O problemático, o indecifrável talvez, consiste em acompanhar com o pensamento a direcção ascensional da monstruosa cadeia cujos anéis se contam por milénios. (…) Esta fonte de todo o saber, a chamada mestra da vida, é mais negativa do que positiva; ela consiste menos em adquirir verdadeiras ideias novas do que arredar velhas e falsas ideias. Não é em vão, mas antes com muito senso, que o homem experimentado costuma falar das suas desilusões. (…) Acresce ainda uma circunstância; e é que, não obstante o longo decurso das idades, grande número de sentimentos parecem ter ficados estacionários, e de um modo mais anómalo do que se observa no domínio intelectual, onde também o progresso tem sido parcial e incompleto. (Barreto, 1884)

A tentativa de compreender tal problemática vai-se constituir então nesse sentido: o de pretender encetar uma análise do entrelaçamento entre progresso intelectual e tradição cultural. Passemos então, antes de mais, a observar que o termo moderno e seus cognatos têm muitos sentidos (Habermas (2010, p. 21) lembra-nos que nas línguas europeias (…) a partir do século XIX é que o adjectivo moderno foi substantivado, e de novo pela primeira vez no domínio das Belas Artes. Assim se explica a razão pela qual as expressões modernidade, Moderne, Modernität, modernité conservam até hoje um cerne de significado estético marcado pela auto-compreensão da arte de vanguarda).
 Em geral, o termo é usado para distinguir a novidade, que irrompe na sociedade estabelecida e anuncia uma mudança, contrastando com a reiteração da forma de vida que continua o passado. Nesse sentido, as vanguardas, as propostas novas de pensamento, a adesão a inovações ainda que passageiras, podem ser qualificadas de modernas, qualquer que seja o seu conteúdo. Porém, de um ponto de vista estrito, por moderna entendemos tanta uma época da história do Ocidente que sucede à Idade Média, quanto a forma da vida e pensamento próprios dessa época.
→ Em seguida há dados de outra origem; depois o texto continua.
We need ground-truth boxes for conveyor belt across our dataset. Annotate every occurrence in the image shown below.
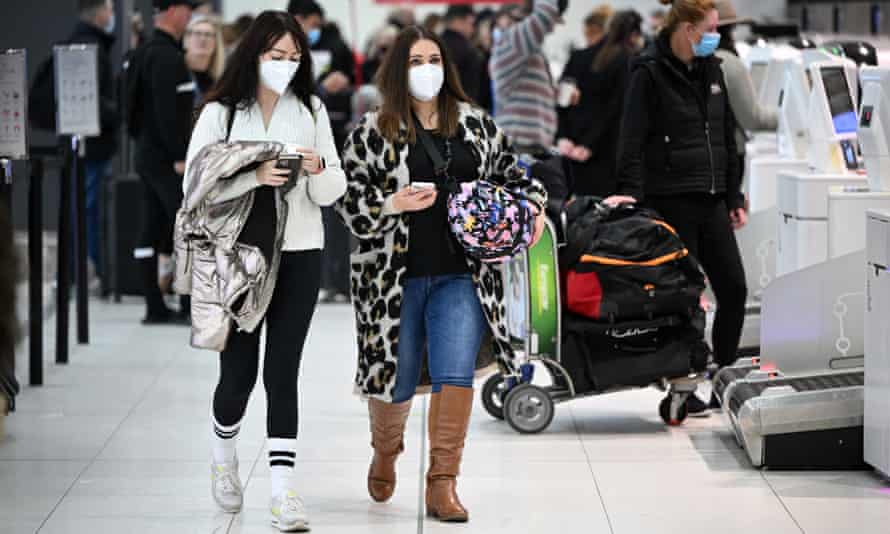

Neste sentido, recorde-se, a ideia de modernidade, indiciando a emergência de novas esferas do pensamento, está associada ao que em geral se denomina filosofia moderna, e relacionada especialmente com o pensamento europeu do século XVII. Ou seja, aquele saber que tem como referências principais:

(...) o cartesianismo (…), a ciência de natureza galilaica (…), a nova ideia do conhecimento como síntese entre observação, experimentação e razão teórica baconiana (…) e as elaborações acerca da origem e das formas da soberania política a partir das ideias de direito natural e direito civil hobbesianas. (Chaui 1985, p. 60)

Tenhamos presente, no entanto, que, em filosofia, toda a demarcação temporal (apreendida num sentido restritivo) pode ser enganadora. Assim, ao falar da filosofia moderna, talvez seja preferível reconhecer a existência de um mesmo campo de pensamento e de discurso em contraposição aos da filosofia escolástica. Neste campo, destacamos, portanto, a contraposição entre o saber fundado em bases racionais e o saber fundado na fé ou crença. Afinal, sabemos que um dos grandes impactos do cartesianismo consiste na rejeição de toda e qualquer autoridade no processo de conhecimento, distinta da razão: devemos julgar por nós mesmos e só devemos aceitar aquilo que podemos compreender claramente e demonstrar racionalmente». In Adriana Mello Guimarães, A Modernização, Problema Cultural Luso - Brasileiro, Um Estudo em Torno da Revista Portuguesa (1889-1892), Tese de Doutoramento em Literatura, Évora, Instituto de Investigação e Formação Avançada, Setembro de 2014.